In 2018, USA Today wrote that a printer for a 3D plastic gun “can cost $5,000 to $600,000.”

In 2021, Slate.com reported “the recommended printer is about $250.”

The government has tried to restrict or ban publishing instructions to produce 3D printed firearms, but those efforts are still being argued in court. In the meantime, the information is available and gun advocates have created internet communities where they anonymously share information.

One memo from the Joint Regional Intelligence Center likened attempts to ban ghost gun information sharing to ineffective attempts to control illegally traded music, movie, or software files.

The first 3D gun, the .380 Liberator, resembled a Lego model when it was created in 2013, but it proved a working gun could be fabricated with a computer.
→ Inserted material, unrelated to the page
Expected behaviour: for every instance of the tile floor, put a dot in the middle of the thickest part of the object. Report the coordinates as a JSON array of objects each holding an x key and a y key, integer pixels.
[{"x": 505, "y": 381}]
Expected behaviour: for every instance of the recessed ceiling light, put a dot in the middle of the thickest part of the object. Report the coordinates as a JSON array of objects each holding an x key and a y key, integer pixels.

It also spawned an industry.

Since Cody Wilson broke the mold, so to speak, and released detailed blueprints, the future of computer-generated guns, whether metal or plastic, was unleashed.

Most 3D gun files require the use of metal parts and there are laws banning all-plastic guns under the Undetectable Firearms Act of 1988 and subsequent renewals of the act.

What actions will be taken on 3D guns remains to be seen.

However, Robert Spitzer, a professor at SUNY Cortland told writer Jared Shelly on the Patriot One website, “If you’re going to regulate 3D-printed guns, the time to do it is before they become prolific, before the plans become prolific, and before they start to be in wider circulation. If nobody’s interested, then putting the clamps on these things now isn’t an issue.”

Caveats.

Home-made gun kits are intended for personal use and it is illegal for the gun builder to sell the weapons commercially. However, according to the Nolo Criminal Defense Lawyer website, the Gun Control Act of 1968 contains a loophole: “the law does not prevent an unlicensed person from later selling, giving away, or otherwise transferring a homemade firearm to another person as long as it was originally intended for personal use.”

In California, home gunmakers are required to apply for serial numbers if they intend to make guns. However, the law can be circumvented by buying parts that do not trigger the law and picking up the remaining unregulated parts from almost any hardware store.

A felon or person prohibited from possessing a gun is  barred from owning a ghost gun. However, a seller is not required to conduct a background check for a person purchasing a completed gun or kit.